Gifty's mother is suffering from depression, but she, as a fully embodied human being like anyone else, is compelling, lively, complicated, real. For me, every scene where she appears is full of propulsive energy. We get to see her through Gifty, and she is fierce, formidable, strong-willed — anything but inert.

Nonfiction anti-racism books by authors such as Ijeoma Oluo and Ibram X. Kendi have been in high demand. How do you view the novelist's role in exploring racism?

Novels are no substitute for real life, and characters in novels are no substitute for real people. I doubt that reading "Homegoing," a novel that, among other things, attempts to examine how racism became institutionalized, has done anything to change the individual and collective actions that perpetuate institutionalized racism. …

I think the novelist's only role is to write her novel. Inherent in that is the inclusion of the environment, but the environment, the racism, is simply a fact, happening all the time.

This book deals with painful issues: mental illness, addiction, racism, immigrants' isolation, difficulties women face in STEM [science, technology, engineering and mathematics] fields. Was it heavy to write?

The research is definitely heavy, as reading about the painful experiences of real people so often is. But writing, for me, is so intimate and not out-of-body, but rather so deeply burrowed into the body that I lose my sense of everything else, including myself. I can't characterize it as heavy or light or anything else. It's just intimate.
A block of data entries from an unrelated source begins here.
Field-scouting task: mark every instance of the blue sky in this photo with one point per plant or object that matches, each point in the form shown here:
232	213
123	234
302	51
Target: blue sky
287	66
Of her research, Gifty says, "The ending, the answer, is never the hard part. The hard part is trying to figure out what the question is, trying to ask something interesting enough, different enough from what has been asked, trying to make it all matter." How does that compare to your writing process?

I think of writing as a form of asking questions, and I often find that I'm turned off by writing that presumes to have all the answers or that comes from a place of certainty. So I suppose that I would say that in my writing practice, the answer is never the hard part, mostly because I never feel like I have the answers. And when I do feel like I have the answers, like I know exactly what I want to say, it usually means that what I'm working on isn't very good, and I'll end up tossing it.